Динь-дон! Динь-дон! Дома Висбю из-за своих красных черепичных крыш напоминают залитых румянцем крестьянок. Это сейчас, глядя с вершины горы, к которой прислонился собор, я смотрю на выглядывающий из окошка моего детства Висбю и вижу их румянец. Смотрю и вижу, как, облизывая красные губы и размазывая по ним жир, стекающий из наших пропахших мясом ртов, мы шагаем навстречу стоящей поодаль Скальдине и цепляемся за длинные полы ее цветастого платья.
Нарек и Алис родились вместе, Тигран и Джули — вместе, я самая старшая и я родилась одна. Мы родились в Швеции, а мама и папа — в Армении. Армения далеко от Швеции. Мы родились вдали от Армении. Армения каждый день входила к нам в дом, когда моя бабушка включала скайп и усаживалась перед своим квадратным кухонным столиком, в одном углу которого она чистила лук и картошку, а в другом — вытягивала шею и заполняла экран компьютера своим морщинистым лицом, на котором светились добротой ее лучистые глаза. Всякий раз, когда я слышу слово «доброта», из узенького окошка скайпа выскакивает моя армянская бабушка, раскидывает руки и душит меня в своих объятиях. Всякий раз, когда я слышу слово «случайно», я будто вижу как Скальдина склоняется и шепчет мне на ухо: «Нет ничего случайного в этом мире — ни единое словечко не произносится случайно, ни единая буковка не пишется. Ничего не происходит случайно. Все на свете имеет свои причины и следствия. Человек и слово, мысль и вселенная, жизнь и смерть рождаются друг из друга и угасают друг в друге». Слушаю я свою Скальдину, слушаю и передумываю. Пусть будет так: всякий раз, когда я слышу слово «доброта», моя армянская бабушка просыпается, открывает глаза и, помаргивая, как мерцающие на небесах звездочки, сеет свет по всей нашей земле.
Моя армянская бабушка для меня — это и есть доброта.
Вот я подношу свой сверточек кебаба ко рту, опускаю голову, но глаза поднимаю ко лбу и вижу, как мой папа Ар вводит что-то в свой сотовый телефон, вижу, как он этот телефон, который уже стал чем-то большим, чем просто телефон, с демонстративной бережностью опускает в нагрудный карман, вижу, как он горячо пожимает руку Кебабщику и, пятясь, отходя от него, победно поднимает руки со скрещенными над головой ладонями и машет ими, что я воспринимаю как знак прощания, потом поворачивается и с довольным видом человека, завершившего важную миссию, высоко подняв голову, радостно лаская глазами почерневшие кресты на соборе Висбю, браво удаляется от прикованного к нему взгляда Кебабщика и почти бегом приближается к нам.
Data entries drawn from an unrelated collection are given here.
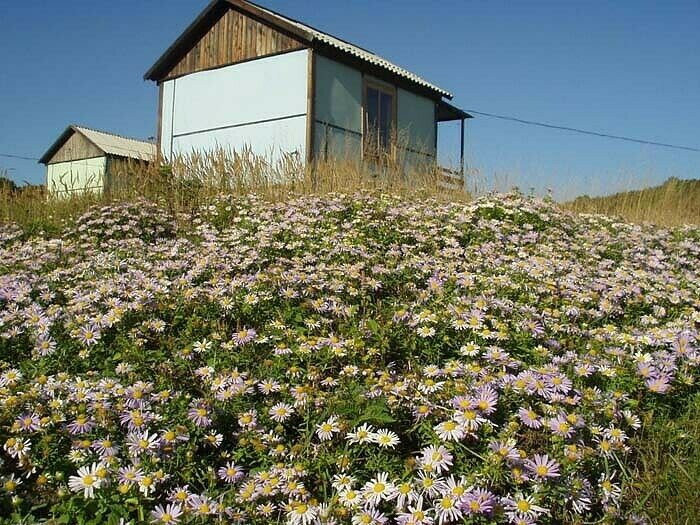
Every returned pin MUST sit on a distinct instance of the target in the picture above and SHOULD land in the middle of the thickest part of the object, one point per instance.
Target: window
(379, 119)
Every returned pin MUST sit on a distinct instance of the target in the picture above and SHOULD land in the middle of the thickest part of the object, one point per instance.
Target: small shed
(242, 75)
(84, 160)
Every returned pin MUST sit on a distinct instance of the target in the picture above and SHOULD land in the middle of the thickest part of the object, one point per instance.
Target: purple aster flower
(659, 384)
(529, 418)
(230, 472)
(169, 514)
(28, 422)
(244, 336)
(89, 334)
(561, 427)
(140, 442)
(477, 501)
(81, 425)
(105, 447)
(199, 415)
(542, 466)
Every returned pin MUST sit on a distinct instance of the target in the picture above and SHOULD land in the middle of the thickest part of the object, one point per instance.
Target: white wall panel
(268, 139)
(74, 177)
(263, 89)
(335, 144)
(416, 121)
(338, 94)
(166, 121)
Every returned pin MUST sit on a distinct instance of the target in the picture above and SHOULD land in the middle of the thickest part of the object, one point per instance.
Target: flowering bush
(357, 359)
(140, 220)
Я вижу все это в медленном, в тысячекратно замедленном кадре, в котором глаза мои видят и меня саму, и моих братьев-сестер, и мою Скальдину, и розовые кусты и сомкнутые рога каменного барана.
Пока мой папа добирался до нас, я вытянулась на пядь и с высокой моей высоты увидела то, чего не видела раньше: увидела тяжелый бег моего отца, который был не столько бегом, приближающим его к нам, сколько отдаляющим от Кебабщика. Мне и самой хотелось, чтобы мой папа поскорее ушел, отделался от этого человека, и хотя я не понимала, почему я этого хочу, но я хотела, чтобы он ушел от него далеко-далеко, пусть бы даже и не в нашу сторону, только бы подальше от этого Кебаба.
Сейчас, когда беда моего отца — это непреодолимый изгиб моей судьбы и грозит, как натирающий ногу ботинок, новой мозолью после каждого моего шага, мне кажется, что я тот самый блудный сын, который вместо того, чтобы вернуться в объятия к отцу, хочет вернуть отца в свои объятия, пусть отец так и не успел сказать: «Отче, я согрешил против Бога и пред тобою и уже недостоин называться сыном твоим», хотя бы по той одной причине, что он лишился обоих, еще не не ведая и не признавая их существования, пусть он так и не успел сказать: «Девочка моя, я согрешил против Бога и пред тобою и уже недостоин называться твоим отцом». Этого так и не случилось, возвращение блудного отца не состоялось.
3. Моя Скальдина с зольными глазами
Кадр скользит и сменяется подобно тому, как перетекают друг в друга эпизоды нашей жизни, незаметно порождая один другой и умирая один в другом. Я заговорила, как моя Скальдина. Кино, со всемогуществом золотой рыбки, толкает время вспять, и наш взгляд смещает галоп преследующих нас по пятам железнодорожных путей в сторону, противоположную исчезающим перед нашим взором рельсам. Стремительно. Кино нашей жизни.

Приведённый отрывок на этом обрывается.